The acqusition of Qumranet has had absolutely *zero* impact on the 
availability Xen kernels in Fedora. The sole reason for not having Xen
support in Fedora 9/10 is that the Dom0 kernel is not yet merged upstream,
and this problem existed long long before Qumranet joined Red Hat.

When we first shipped Xen in Fedora Core 5 (or was it 4?) none of the Xen
code was merged into the mainline Linux kernel tree. For several releases
we spent a great deal of time forward porting Xen to newer kernels. When
we got to Fedora 9 the guest side was merged into the main kernel, but
the host side was not. Unfortunately the Xen host kernel was still on
2.6.18 while Fedora was on 2.6.24 and the kernel was just too old to work
with the userspace tools. We did not want to drop Xen Dom0 host from 
Fedora 9, but we had no viable options to continue with it in the short
term.

Since that time though, Jeremy Fitzhardinge has done alot of work on 
getting Dom0 patches in shape for merging in upstream Linux. It it still
hard to say just when these will be accepted upstream, but there is a
semi-reasonable we'll be able to turn Xen Dom0 back on in Fedora 11
kernels. 

While we (Red Hat) think KVM is a very compelling technology, as long as
Xen is open source, actively maintained upstream & in mainline Linux 
kernels, there's no reason why it shouldn't be available in Fedora.
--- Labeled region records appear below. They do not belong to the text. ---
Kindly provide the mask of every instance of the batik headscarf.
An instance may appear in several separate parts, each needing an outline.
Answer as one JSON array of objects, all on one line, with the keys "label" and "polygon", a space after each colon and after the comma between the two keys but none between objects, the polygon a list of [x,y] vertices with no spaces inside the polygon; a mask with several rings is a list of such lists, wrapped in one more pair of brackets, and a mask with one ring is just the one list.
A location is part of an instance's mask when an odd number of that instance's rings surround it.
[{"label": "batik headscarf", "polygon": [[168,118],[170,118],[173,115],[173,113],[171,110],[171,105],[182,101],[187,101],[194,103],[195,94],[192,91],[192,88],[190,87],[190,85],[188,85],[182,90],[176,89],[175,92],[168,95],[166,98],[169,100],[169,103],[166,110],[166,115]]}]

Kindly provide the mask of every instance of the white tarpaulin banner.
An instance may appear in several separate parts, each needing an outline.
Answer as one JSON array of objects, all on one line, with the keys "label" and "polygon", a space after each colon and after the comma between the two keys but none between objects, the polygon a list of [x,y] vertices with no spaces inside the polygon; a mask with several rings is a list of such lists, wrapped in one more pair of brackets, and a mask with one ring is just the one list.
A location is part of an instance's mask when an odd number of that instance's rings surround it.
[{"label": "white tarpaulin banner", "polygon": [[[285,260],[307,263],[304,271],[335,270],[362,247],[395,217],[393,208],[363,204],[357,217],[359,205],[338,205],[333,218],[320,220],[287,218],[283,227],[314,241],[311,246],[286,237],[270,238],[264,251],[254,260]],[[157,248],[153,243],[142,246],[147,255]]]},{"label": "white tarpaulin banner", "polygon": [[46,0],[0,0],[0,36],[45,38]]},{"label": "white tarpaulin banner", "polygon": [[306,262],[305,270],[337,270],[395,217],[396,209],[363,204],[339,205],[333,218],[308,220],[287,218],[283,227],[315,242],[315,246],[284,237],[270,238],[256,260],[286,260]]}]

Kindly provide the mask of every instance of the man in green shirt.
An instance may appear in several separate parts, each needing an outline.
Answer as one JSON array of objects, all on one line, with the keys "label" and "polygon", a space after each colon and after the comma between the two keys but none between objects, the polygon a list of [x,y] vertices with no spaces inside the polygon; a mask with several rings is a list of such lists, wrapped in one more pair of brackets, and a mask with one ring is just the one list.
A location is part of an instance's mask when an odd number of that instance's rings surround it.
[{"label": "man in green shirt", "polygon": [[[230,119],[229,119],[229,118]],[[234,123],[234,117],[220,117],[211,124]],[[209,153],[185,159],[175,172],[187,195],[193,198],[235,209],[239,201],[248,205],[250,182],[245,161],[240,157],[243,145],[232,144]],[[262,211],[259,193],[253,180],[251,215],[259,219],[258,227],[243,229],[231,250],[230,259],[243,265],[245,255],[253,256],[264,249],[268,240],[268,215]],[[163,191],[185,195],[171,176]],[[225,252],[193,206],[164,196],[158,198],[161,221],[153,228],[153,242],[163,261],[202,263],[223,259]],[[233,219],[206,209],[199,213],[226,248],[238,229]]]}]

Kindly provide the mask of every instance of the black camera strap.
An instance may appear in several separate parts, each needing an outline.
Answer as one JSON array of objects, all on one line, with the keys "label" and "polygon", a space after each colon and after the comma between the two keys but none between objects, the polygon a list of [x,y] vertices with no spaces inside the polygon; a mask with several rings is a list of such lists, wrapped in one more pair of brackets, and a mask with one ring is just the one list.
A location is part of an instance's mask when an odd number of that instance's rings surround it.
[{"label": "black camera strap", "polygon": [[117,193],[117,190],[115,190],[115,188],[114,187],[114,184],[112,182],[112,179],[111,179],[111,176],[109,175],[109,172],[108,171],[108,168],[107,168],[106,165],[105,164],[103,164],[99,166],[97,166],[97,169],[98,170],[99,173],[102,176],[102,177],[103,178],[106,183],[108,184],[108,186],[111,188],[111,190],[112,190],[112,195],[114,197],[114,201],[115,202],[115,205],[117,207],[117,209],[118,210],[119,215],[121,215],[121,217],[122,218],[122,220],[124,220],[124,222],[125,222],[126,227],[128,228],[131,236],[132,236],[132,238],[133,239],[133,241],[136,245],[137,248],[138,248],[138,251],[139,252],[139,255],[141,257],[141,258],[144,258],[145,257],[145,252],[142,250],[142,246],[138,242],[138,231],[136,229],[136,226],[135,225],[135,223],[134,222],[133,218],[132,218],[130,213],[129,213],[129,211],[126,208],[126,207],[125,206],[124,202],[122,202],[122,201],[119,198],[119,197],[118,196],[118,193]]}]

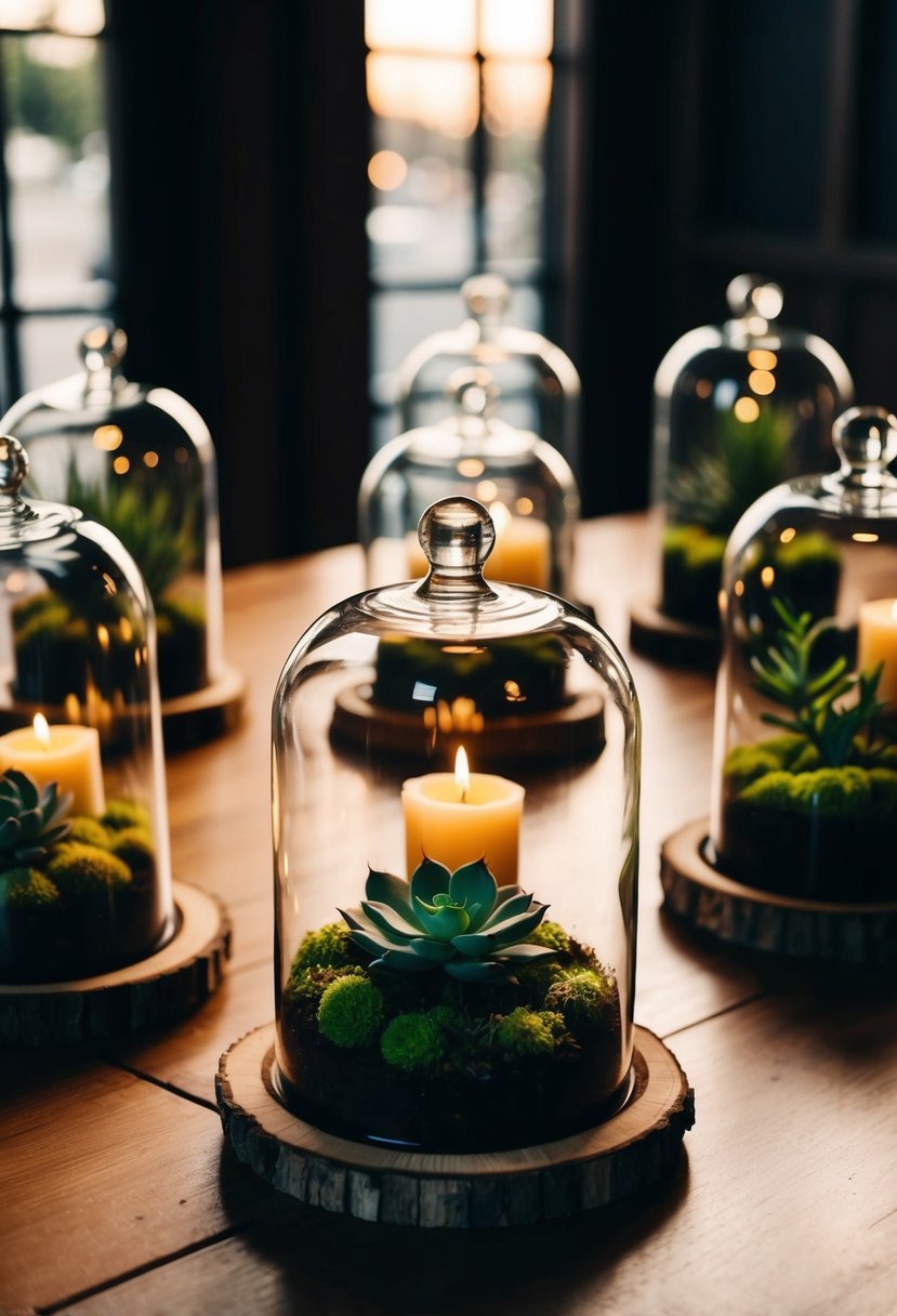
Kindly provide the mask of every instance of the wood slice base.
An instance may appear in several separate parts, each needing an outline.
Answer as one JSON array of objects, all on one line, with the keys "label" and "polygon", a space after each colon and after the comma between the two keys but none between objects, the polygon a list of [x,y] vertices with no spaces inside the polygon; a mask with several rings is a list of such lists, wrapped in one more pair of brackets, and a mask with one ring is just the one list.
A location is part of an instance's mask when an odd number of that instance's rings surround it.
[{"label": "wood slice base", "polygon": [[246,680],[234,667],[203,690],[162,700],[162,733],[168,754],[205,745],[234,730],[243,712]]},{"label": "wood slice base", "polygon": [[230,958],[230,919],[221,901],[174,883],[178,930],[146,959],[96,978],[0,983],[0,1044],[71,1046],[170,1024],[218,988]]},{"label": "wood slice base", "polygon": [[715,626],[677,621],[644,599],[630,604],[629,642],[643,658],[654,658],[671,667],[713,671],[719,662],[719,632]]},{"label": "wood slice base", "polygon": [[802,959],[883,967],[897,953],[897,901],[835,904],[747,887],[704,858],[709,819],[663,842],[664,908],[719,941]]},{"label": "wood slice base", "polygon": [[427,733],[421,713],[372,703],[370,687],[337,695],[333,736],[347,745],[399,758],[452,767],[459,745],[472,750],[477,767],[518,763],[583,762],[604,749],[604,701],[594,692],[575,695],[563,708],[543,713],[487,717],[481,730]]},{"label": "wood slice base", "polygon": [[667,1179],[694,1123],[676,1057],[643,1028],[622,1111],[585,1133],[513,1152],[441,1155],[334,1137],[279,1101],[274,1070],[274,1024],[221,1057],[218,1109],[239,1159],[306,1205],[380,1224],[493,1229],[604,1207]]}]

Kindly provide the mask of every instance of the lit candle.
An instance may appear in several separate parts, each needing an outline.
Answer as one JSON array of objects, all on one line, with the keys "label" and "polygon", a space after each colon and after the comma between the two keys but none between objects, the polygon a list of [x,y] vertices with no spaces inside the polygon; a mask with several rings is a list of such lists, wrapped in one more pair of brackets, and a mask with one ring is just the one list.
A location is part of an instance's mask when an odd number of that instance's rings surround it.
[{"label": "lit candle", "polygon": [[71,791],[74,813],[99,816],[105,809],[100,734],[95,726],[49,726],[42,713],[33,726],[0,736],[0,772],[28,772],[38,786],[55,782]]},{"label": "lit candle", "polygon": [[452,873],[485,859],[498,886],[517,882],[523,787],[505,776],[470,772],[458,750],[454,772],[429,772],[402,782],[408,875],[426,854]]},{"label": "lit candle", "polygon": [[[491,580],[510,580],[534,590],[551,586],[551,530],[531,516],[512,516],[502,503],[489,508],[496,542],[483,574]],[[408,536],[408,574],[426,575],[427,563],[416,534]]]},{"label": "lit candle", "polygon": [[880,662],[879,699],[897,704],[897,599],[860,604],[856,666],[873,671]]}]

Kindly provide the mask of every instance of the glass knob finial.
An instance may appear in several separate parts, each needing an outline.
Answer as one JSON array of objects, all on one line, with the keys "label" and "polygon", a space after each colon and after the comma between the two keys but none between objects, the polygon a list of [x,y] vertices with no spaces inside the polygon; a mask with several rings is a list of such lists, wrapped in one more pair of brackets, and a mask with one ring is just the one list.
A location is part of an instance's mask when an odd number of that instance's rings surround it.
[{"label": "glass knob finial", "polygon": [[424,554],[435,571],[470,572],[483,567],[496,541],[492,517],[472,497],[443,497],[417,526]]},{"label": "glass knob finial", "polygon": [[884,407],[851,407],[833,428],[842,470],[884,471],[897,457],[897,416]]},{"label": "glass knob finial", "polygon": [[726,301],[739,320],[743,316],[775,320],[781,313],[784,293],[777,283],[762,274],[737,274],[726,288]]},{"label": "glass knob finial", "polygon": [[0,494],[16,497],[28,475],[28,453],[12,434],[0,434]]},{"label": "glass knob finial", "polygon": [[124,329],[109,325],[93,325],[82,334],[82,361],[88,374],[97,370],[114,370],[128,351],[128,334]]}]

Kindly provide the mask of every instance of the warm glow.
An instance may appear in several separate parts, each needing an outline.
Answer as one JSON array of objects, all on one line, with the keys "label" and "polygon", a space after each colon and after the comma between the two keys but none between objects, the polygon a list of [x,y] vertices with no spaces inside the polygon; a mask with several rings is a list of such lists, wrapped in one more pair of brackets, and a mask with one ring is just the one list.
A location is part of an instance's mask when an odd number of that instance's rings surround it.
[{"label": "warm glow", "polygon": [[93,447],[99,447],[104,453],[114,453],[117,447],[121,447],[124,437],[117,425],[99,425],[93,430]]},{"label": "warm glow", "polygon": [[747,363],[754,370],[775,370],[779,365],[779,358],[775,351],[767,351],[765,347],[751,347],[747,354]]},{"label": "warm glow", "polygon": [[375,151],[367,162],[367,176],[380,192],[392,192],[408,178],[408,162],[399,151]]},{"label": "warm glow", "polygon": [[458,746],[458,753],[455,754],[455,786],[460,792],[460,801],[463,804],[471,788],[471,767],[467,762],[467,750],[463,745]]},{"label": "warm glow", "polygon": [[752,370],[747,376],[747,387],[762,397],[776,390],[776,376],[769,370]]},{"label": "warm glow", "polygon": [[460,462],[458,463],[458,474],[466,475],[473,480],[476,479],[477,475],[481,475],[484,470],[485,466],[479,459],[479,457],[462,457]]},{"label": "warm glow", "polygon": [[480,117],[476,62],[371,54],[367,99],[383,118],[409,120],[446,137],[470,137]]}]

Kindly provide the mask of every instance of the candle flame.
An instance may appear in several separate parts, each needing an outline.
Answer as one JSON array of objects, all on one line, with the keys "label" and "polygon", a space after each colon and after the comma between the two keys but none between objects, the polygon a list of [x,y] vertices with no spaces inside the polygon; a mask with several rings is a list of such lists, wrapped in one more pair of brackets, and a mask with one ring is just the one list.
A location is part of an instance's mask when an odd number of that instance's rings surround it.
[{"label": "candle flame", "polygon": [[455,783],[460,791],[460,801],[463,804],[471,788],[471,769],[467,762],[467,750],[463,745],[458,746],[458,753],[455,754]]}]

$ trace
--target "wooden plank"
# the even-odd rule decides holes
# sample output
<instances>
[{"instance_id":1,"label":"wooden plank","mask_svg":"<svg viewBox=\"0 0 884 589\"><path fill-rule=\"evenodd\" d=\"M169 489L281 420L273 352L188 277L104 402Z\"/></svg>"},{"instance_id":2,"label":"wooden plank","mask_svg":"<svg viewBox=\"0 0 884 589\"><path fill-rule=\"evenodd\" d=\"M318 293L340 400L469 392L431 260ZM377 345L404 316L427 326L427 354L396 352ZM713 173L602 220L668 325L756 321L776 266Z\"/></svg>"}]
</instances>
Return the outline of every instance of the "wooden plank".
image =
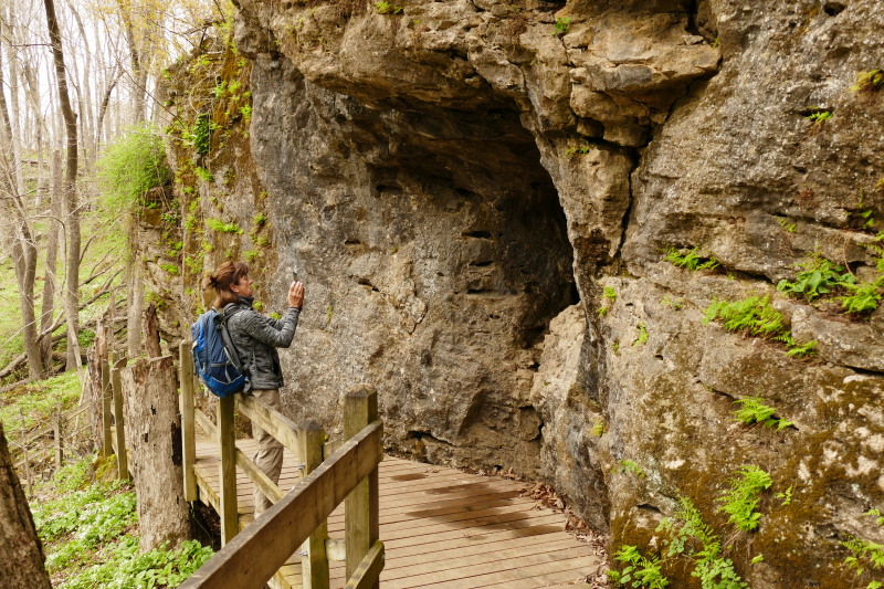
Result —
<instances>
[{"instance_id":1,"label":"wooden plank","mask_svg":"<svg viewBox=\"0 0 884 589\"><path fill-rule=\"evenodd\" d=\"M378 395L373 390L362 385L347 392L344 398L345 440L377 419ZM379 539L378 511L378 470L375 469L356 485L344 503L348 579ZM377 583L371 587L377 588Z\"/></svg>"},{"instance_id":2,"label":"wooden plank","mask_svg":"<svg viewBox=\"0 0 884 589\"><path fill-rule=\"evenodd\" d=\"M218 465L220 482L221 546L239 532L236 515L236 440L233 432L233 397L218 399L218 449L221 462ZM271 576L267 575L267 579ZM266 580L266 579L264 579Z\"/></svg>"},{"instance_id":3,"label":"wooden plank","mask_svg":"<svg viewBox=\"0 0 884 589\"><path fill-rule=\"evenodd\" d=\"M366 557L356 567L345 589L370 589L378 586L378 577L383 569L383 543L376 540Z\"/></svg>"},{"instance_id":4,"label":"wooden plank","mask_svg":"<svg viewBox=\"0 0 884 589\"><path fill-rule=\"evenodd\" d=\"M316 421L309 419L301 424L298 446L303 452L301 459L304 461L304 469L301 471L302 477L306 478L309 473L319 467L323 463L323 442L325 442L325 431ZM328 589L328 558L325 553L325 540L328 538L326 520L316 526L309 538L304 543L304 553L301 557L301 570L304 589Z\"/></svg>"},{"instance_id":5,"label":"wooden plank","mask_svg":"<svg viewBox=\"0 0 884 589\"><path fill-rule=\"evenodd\" d=\"M234 398L240 413L273 435L290 452L296 456L301 455L297 448L298 427L292 420L254 397L239 393Z\"/></svg>"},{"instance_id":6,"label":"wooden plank","mask_svg":"<svg viewBox=\"0 0 884 589\"><path fill-rule=\"evenodd\" d=\"M371 423L249 525L185 583L183 589L261 589L292 553L383 457L383 427Z\"/></svg>"},{"instance_id":7,"label":"wooden plank","mask_svg":"<svg viewBox=\"0 0 884 589\"><path fill-rule=\"evenodd\" d=\"M193 417L193 350L186 340L178 347L180 375L178 381L181 383L181 460L185 467L185 499L197 501L197 475L193 473L193 464L197 462L197 440L196 423Z\"/></svg>"},{"instance_id":8,"label":"wooden plank","mask_svg":"<svg viewBox=\"0 0 884 589\"><path fill-rule=\"evenodd\" d=\"M117 477L120 481L131 481L129 475L129 462L126 455L126 432L123 417L123 385L119 378L119 369L126 365L126 358L117 359L116 354L110 354L113 361L110 366L110 386L114 390L114 429L116 430L116 443L114 451L117 454Z\"/></svg>"},{"instance_id":9,"label":"wooden plank","mask_svg":"<svg viewBox=\"0 0 884 589\"><path fill-rule=\"evenodd\" d=\"M583 556L580 558L572 558L566 561L547 561L536 565L522 566L518 568L508 568L504 570L495 570L493 572L485 572L483 575L474 575L471 577L463 577L450 581L430 581L422 583L408 585L410 588L417 587L432 587L433 589L476 589L478 587L487 587L490 585L504 585L508 588L513 587L513 581L522 581L532 579L532 577L539 577L550 574L569 572L572 570L586 570L590 572L590 567L599 564L597 556ZM567 577L566 577L567 578ZM557 578L557 581L566 580ZM385 582L385 587L387 582ZM537 587L543 587L539 585Z\"/></svg>"},{"instance_id":10,"label":"wooden plank","mask_svg":"<svg viewBox=\"0 0 884 589\"><path fill-rule=\"evenodd\" d=\"M212 435L214 438L218 438L218 428L214 427L214 423L211 422L211 420L208 418L208 416L206 416L206 413L203 413L201 410L197 409L197 410L193 411L193 416L196 417L197 421L199 422L200 428L206 430L206 433L208 433L209 435ZM249 459L249 456L246 456L245 453L242 450L240 450L239 448L235 446L235 441L234 441L234 453L235 453L235 459L234 460L235 460L236 466L242 469L242 471L245 474L246 478L252 484L254 484L257 488L260 488L261 492L270 501L272 501L273 503L276 503L277 501L283 498L283 495L285 495L285 493L276 485L276 483L271 481L270 477L266 474L264 474L264 471L259 469L257 465L254 462L252 462L251 459ZM207 477L204 475L203 475L203 478L206 478L210 483L214 482L215 484L218 484L218 478L212 480L211 477ZM254 493L253 488L250 490L248 487L244 487L243 485L238 485L236 486L236 494L238 495L250 496L253 493Z\"/></svg>"}]
</instances>

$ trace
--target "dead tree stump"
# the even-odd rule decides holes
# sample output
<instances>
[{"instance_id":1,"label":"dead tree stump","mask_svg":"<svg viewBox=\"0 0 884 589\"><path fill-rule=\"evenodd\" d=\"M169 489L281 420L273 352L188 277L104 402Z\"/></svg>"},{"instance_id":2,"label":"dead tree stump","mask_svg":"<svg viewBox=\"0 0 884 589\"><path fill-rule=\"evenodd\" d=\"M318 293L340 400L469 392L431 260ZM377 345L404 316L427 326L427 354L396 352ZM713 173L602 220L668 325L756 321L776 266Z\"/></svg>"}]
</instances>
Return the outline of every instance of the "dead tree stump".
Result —
<instances>
[{"instance_id":1,"label":"dead tree stump","mask_svg":"<svg viewBox=\"0 0 884 589\"><path fill-rule=\"evenodd\" d=\"M19 483L0 423L0 589L51 589L43 545Z\"/></svg>"},{"instance_id":2,"label":"dead tree stump","mask_svg":"<svg viewBox=\"0 0 884 589\"><path fill-rule=\"evenodd\" d=\"M138 496L140 549L178 546L192 535L185 498L181 418L171 356L139 359L120 372L129 471Z\"/></svg>"}]
</instances>

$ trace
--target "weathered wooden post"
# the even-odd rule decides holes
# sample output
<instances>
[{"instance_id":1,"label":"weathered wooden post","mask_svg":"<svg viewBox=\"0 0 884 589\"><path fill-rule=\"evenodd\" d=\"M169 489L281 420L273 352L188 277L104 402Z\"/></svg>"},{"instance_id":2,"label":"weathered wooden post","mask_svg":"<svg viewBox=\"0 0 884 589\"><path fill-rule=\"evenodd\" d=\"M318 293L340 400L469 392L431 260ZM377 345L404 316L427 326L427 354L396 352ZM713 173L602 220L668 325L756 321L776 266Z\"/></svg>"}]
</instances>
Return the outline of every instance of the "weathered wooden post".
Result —
<instances>
[{"instance_id":1,"label":"weathered wooden post","mask_svg":"<svg viewBox=\"0 0 884 589\"><path fill-rule=\"evenodd\" d=\"M316 421L308 419L301 424L298 431L298 445L301 454L298 456L304 467L301 470L303 480L323 463L323 444L325 443L325 431ZM323 522L316 532L311 534L304 543L301 557L301 576L304 581L304 589L328 589L328 558L325 551L325 540L328 538L328 525Z\"/></svg>"},{"instance_id":2,"label":"weathered wooden post","mask_svg":"<svg viewBox=\"0 0 884 589\"><path fill-rule=\"evenodd\" d=\"M171 356L138 359L120 370L128 462L138 496L141 551L191 536L185 498L181 422Z\"/></svg>"},{"instance_id":3,"label":"weathered wooden post","mask_svg":"<svg viewBox=\"0 0 884 589\"><path fill-rule=\"evenodd\" d=\"M114 453L114 443L110 439L110 365L107 360L102 360L102 445L105 457Z\"/></svg>"},{"instance_id":4,"label":"weathered wooden post","mask_svg":"<svg viewBox=\"0 0 884 589\"><path fill-rule=\"evenodd\" d=\"M221 483L221 545L225 545L240 530L236 514L236 441L233 432L233 396L218 399L218 465Z\"/></svg>"},{"instance_id":5,"label":"weathered wooden post","mask_svg":"<svg viewBox=\"0 0 884 589\"><path fill-rule=\"evenodd\" d=\"M193 407L193 350L190 344L181 341L178 347L180 360L179 382L181 383L181 438L183 442L185 498L197 501L197 463L196 410Z\"/></svg>"},{"instance_id":6,"label":"weathered wooden post","mask_svg":"<svg viewBox=\"0 0 884 589\"><path fill-rule=\"evenodd\" d=\"M129 461L126 456L126 429L123 418L123 383L119 379L120 367L126 366L126 358L117 359L110 354L110 386L114 391L114 429L117 442L117 478L129 481Z\"/></svg>"},{"instance_id":7,"label":"weathered wooden post","mask_svg":"<svg viewBox=\"0 0 884 589\"><path fill-rule=\"evenodd\" d=\"M53 437L55 439L55 471L62 470L64 463L64 440L62 439L62 413L55 414L55 421L52 424Z\"/></svg>"},{"instance_id":8,"label":"weathered wooden post","mask_svg":"<svg viewBox=\"0 0 884 589\"><path fill-rule=\"evenodd\" d=\"M0 587L51 589L43 547L0 423Z\"/></svg>"},{"instance_id":9,"label":"weathered wooden post","mask_svg":"<svg viewBox=\"0 0 884 589\"><path fill-rule=\"evenodd\" d=\"M360 385L347 393L344 399L345 440L349 440L377 419L378 396L373 390ZM344 536L349 579L380 537L377 467L344 499ZM372 587L377 589L378 581Z\"/></svg>"}]
</instances>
So 
once the Dom0 kernel is merged, Fedora users will be able to have a choice
between Xen and KVM for many future releases. We have also put effort into 
developing Xenner which  allows paravirt Xen guests to be run under KVM
without having to re-configure the guest kernel, giving people a potential
migration strategy if they need one. 

As for RHEL-5, that continues to support Xen, and will do for the entire
of its 7 year lifetime. If you don't want official Red Hat support, there
is also the option of using CentOS 5 as a Xen host which again will have
Xen support it in for whole of its 7 year lifetime. 

So while it is definitely unfortunate that we don't have a Xen Dom0 kernel
in Fedora 9/10, we are *not* trying to shaft anyone & will re-introduce
Xen Dom0 kernels to Fedora when they become available.